My first Web-based filtering proxy

Converting text to HTML using Txt2Html


In the course of writing articles in this developerWorks series, I faced a quandary about the best format to write in. Word processor formats are proprietary, and conversion between formats tends to be imperfect and troublesome (and such formats bind one to proprietary tools, contrary to an open source spirit). HTML is fairly neutral -- and is probably the form you are reading this article in -- but it also adds tags that are easy to mistype (or which commit one to an HTML-enhanced editor). DocBook is an interesting XML format that can be converted to many target formats, and which has the right semantics for technical articles (or books); but like HTML, there are lots of tags to worry about during the writing process. LaTeX is great for sophisticated typography; but it also has lots of tags, and these articles don't need typographic sophistication.

For real ease of composition -- and especially for platform and tool neutrality -- plain ASCII just cannot be beat. Beyond completely plain text, however, the Internet (especially Usenet) has prompted the development of an informal standard of "smart ASCII" documents. "Smart ASCII" adds just a little bit of extra semantic content and context in ways that look "natural" in text displays. E-mails, newsgroup posts, FAQs, project READMEs, and other electronic documents often include a few typographic/semantic elements like asterisks around emphasized words, underscores surrounding titles, vertical and horizontal whitespace to describe textual relations, selective ALLCAPS, and a few other tidbits. Project Gutenberg is a wonderful effort that put quite a bit of thought into its own consideration of formats, and decided on "smart ASCII" as the best choice for preserving and distributing great books for a long time. Even if these articles won't live as such literary classics, the decision was made to write them as "smart ASCII", and automate any conversions to other formats with handy Python scripts.

Introduction to Txt2Html

Txt2Html started out as a simple file converter, as the name suggests. But the Internet suggested several obvious enhancements to the tool. Since many of the documents one might want to view in an "html-ized" form live somewhere at the end of http: or ftp: links, the tool should really handle such remote documents straightforwardly (without the need for a download/convert/view cycle). And since the target of the conversion is HTML after all, what we would generally want to do with the target is view it in a Web-browser.
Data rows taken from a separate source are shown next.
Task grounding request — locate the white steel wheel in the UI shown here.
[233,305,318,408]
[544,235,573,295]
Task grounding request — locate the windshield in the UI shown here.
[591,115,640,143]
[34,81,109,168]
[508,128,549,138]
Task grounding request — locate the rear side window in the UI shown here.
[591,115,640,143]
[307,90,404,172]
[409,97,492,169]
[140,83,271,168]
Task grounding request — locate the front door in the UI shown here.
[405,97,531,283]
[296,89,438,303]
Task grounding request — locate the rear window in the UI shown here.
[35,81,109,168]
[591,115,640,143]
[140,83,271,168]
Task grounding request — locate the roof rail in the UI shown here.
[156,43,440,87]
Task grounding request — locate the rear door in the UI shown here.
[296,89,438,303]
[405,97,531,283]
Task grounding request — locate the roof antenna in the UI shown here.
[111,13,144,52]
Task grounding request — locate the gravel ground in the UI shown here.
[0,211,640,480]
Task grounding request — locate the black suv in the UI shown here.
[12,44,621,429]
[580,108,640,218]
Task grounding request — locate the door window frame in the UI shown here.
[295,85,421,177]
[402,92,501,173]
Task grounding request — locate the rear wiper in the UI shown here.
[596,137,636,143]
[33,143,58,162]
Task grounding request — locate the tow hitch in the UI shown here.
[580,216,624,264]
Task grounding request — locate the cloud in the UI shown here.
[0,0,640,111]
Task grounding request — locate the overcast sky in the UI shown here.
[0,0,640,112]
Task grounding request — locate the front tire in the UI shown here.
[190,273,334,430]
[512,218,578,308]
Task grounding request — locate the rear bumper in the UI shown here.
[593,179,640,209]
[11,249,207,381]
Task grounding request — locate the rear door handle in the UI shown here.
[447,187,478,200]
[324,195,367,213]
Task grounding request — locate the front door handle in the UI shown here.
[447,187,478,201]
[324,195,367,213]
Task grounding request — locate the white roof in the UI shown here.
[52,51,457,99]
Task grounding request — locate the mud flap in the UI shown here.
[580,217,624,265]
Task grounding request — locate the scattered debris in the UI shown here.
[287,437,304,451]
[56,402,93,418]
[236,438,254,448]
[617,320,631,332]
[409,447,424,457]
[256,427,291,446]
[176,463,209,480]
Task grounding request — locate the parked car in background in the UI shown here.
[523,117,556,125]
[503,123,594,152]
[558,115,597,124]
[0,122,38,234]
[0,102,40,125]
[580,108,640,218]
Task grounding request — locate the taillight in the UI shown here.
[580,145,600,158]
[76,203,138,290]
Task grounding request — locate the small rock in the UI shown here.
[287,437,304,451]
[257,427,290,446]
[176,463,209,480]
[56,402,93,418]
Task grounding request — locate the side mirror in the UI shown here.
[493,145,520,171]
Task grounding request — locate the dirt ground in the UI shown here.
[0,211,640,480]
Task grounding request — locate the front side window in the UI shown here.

Putting these things together, Txt2Html emerged as a "Web-based filtering proxy." Fancy words there, maybe even "fully buzzword compliant." They amount to the idea that a program might read a Web page (or other resource) on your behalf, massage the contents in some way, then present you with something that is better than the original page (at least for some particular purpose). A good example of such a tool is the Babelfish translation service (see Related topics). After running a URL through Babelfish, you see a Web page that looks pretty much like the original one, but has the pleasant feature of having words in a language you can read instead of in a language you do not understand. In a way, all the search engines that present little synopses of the pages they find for a search do the same thing. But those search engines (by design) take a lot more liberty with the formatting and appearance of a target page, and leave out a lot more. Txt2Html is certainly a lot less ambitious than Babelfish is; but conceptually, both do largely the same thing. See Related topics for more examples, some rather humorous.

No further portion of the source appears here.